Explaining that the budget surplus must be spent by the end of the year, Luxembourg officials have announced a plan to airdrop 165 million tons of snow over the country beginning on December 24.
“We’ve got money spilling out of our suit pockets and we’d run out of ideas what to do with it,” said Minister of Expenditures Gustave Farmenga. “New tram, check. Stadium, check. Robots to look for treasure on frozen asteroids, check.”
“Then we were like, hey, remember when it used to snow?” he added.
The plan requires dozens of NATO-loaned C-130s to be loaded with up to 20,000 kilograms of snow. Each will circle around Luxembourg at low altitudes while teams of workers in the cargo bay shovel it out.
“It might be a clumpy and not look like the delicate flakes people are used to, but it will be white and cold, so we don’t want any complaints,” said weather projects coordinator Lara Da Silva.
A supplier from Wiltz was originally contracted to provide the snow, but it was discovered he exaggerated the abundance of the substance up north.
“He showed us all these photos of polar bears and stuff, promising he could get us all the snow we needed, no problem” said Da Silva. “I’ve never been farther north than Diekirch, so I didn’t know any better.”
The deception has caused a small scandal as the snow was going to receive the “Made in Luxembourg” appellation and vendors had already begun producing t-shirts and mugs with the words “Let’s make it snow” on them.

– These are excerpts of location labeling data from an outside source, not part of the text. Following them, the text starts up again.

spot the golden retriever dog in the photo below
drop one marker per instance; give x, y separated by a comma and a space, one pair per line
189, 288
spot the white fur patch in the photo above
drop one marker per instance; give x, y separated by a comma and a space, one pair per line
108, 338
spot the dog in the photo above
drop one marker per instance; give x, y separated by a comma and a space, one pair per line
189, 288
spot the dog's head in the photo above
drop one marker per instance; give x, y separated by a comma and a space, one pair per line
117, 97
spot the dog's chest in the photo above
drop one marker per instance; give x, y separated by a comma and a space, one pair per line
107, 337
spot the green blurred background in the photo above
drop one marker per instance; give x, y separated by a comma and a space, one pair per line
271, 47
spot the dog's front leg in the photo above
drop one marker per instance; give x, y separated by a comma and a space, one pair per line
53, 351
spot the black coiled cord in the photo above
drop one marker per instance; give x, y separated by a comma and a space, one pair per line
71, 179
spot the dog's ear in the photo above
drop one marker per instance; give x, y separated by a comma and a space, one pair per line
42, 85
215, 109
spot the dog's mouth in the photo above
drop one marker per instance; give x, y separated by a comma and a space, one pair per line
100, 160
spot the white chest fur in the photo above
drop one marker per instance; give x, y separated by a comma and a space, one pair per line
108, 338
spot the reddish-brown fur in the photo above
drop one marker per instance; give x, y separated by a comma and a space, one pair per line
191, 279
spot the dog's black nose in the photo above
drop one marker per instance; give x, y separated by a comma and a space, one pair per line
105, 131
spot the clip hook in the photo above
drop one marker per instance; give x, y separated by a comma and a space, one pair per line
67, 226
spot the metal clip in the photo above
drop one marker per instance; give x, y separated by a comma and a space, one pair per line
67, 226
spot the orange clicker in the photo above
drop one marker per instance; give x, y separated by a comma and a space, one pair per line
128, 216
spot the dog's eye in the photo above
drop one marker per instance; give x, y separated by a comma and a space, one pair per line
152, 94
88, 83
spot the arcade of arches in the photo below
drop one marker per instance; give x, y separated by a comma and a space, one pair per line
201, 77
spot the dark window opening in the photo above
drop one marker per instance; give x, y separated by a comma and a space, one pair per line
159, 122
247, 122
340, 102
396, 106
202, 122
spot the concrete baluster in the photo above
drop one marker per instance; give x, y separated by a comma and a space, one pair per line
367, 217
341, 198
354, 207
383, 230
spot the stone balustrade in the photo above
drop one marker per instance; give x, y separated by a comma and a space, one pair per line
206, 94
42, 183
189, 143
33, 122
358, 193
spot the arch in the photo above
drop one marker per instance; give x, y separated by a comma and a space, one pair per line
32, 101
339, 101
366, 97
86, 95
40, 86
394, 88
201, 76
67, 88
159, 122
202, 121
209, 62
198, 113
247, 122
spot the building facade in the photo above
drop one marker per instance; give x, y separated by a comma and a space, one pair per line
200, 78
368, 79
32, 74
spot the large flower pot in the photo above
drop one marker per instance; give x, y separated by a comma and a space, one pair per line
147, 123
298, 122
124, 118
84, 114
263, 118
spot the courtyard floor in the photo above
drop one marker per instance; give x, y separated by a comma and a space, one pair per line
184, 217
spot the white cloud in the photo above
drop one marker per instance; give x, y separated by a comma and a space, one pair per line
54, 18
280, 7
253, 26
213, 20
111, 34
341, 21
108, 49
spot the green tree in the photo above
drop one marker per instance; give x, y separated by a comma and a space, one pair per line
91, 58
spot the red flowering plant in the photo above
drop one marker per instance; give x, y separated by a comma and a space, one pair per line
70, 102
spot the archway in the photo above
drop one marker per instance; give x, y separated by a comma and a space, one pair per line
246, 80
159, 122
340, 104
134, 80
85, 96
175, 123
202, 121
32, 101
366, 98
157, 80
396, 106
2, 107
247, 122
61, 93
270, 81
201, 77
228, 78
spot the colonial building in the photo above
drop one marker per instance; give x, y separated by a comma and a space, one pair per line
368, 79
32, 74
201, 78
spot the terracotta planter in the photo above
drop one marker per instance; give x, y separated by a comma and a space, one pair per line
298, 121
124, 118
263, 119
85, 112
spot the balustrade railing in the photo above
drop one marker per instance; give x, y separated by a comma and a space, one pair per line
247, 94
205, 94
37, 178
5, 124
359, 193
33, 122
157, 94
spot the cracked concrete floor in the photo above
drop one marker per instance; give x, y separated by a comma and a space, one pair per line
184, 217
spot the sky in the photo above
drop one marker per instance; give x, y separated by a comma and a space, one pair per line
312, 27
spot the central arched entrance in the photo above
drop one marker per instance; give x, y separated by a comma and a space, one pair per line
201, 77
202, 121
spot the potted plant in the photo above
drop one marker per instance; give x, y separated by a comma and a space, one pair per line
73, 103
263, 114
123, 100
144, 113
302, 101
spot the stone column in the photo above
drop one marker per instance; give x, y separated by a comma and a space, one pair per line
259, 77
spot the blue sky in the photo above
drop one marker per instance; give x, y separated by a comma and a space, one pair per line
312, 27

The latest plan calls for the snow to come from Norway, but it will cost 32 cents per kilogram — one of the highest rates for raw snow in the world. However, experts say that Norweignen snow is very good snow and will last up to 36 hours before it melts.
Critics have blasted the project, saying that while it will be fun to go snowboarding in the Pétrusse and watch obnoxious neighbor kids get stuck in snow drifts, there are better ways to spend money in times of surplus.
“What we need is a giant, 100,000-watt artificial sun suspended above the country,” said Laura Stamper, president of the Luxembourg Heat and Light Party. “It could be illuminated from October till April and cure the country of its winter blues.”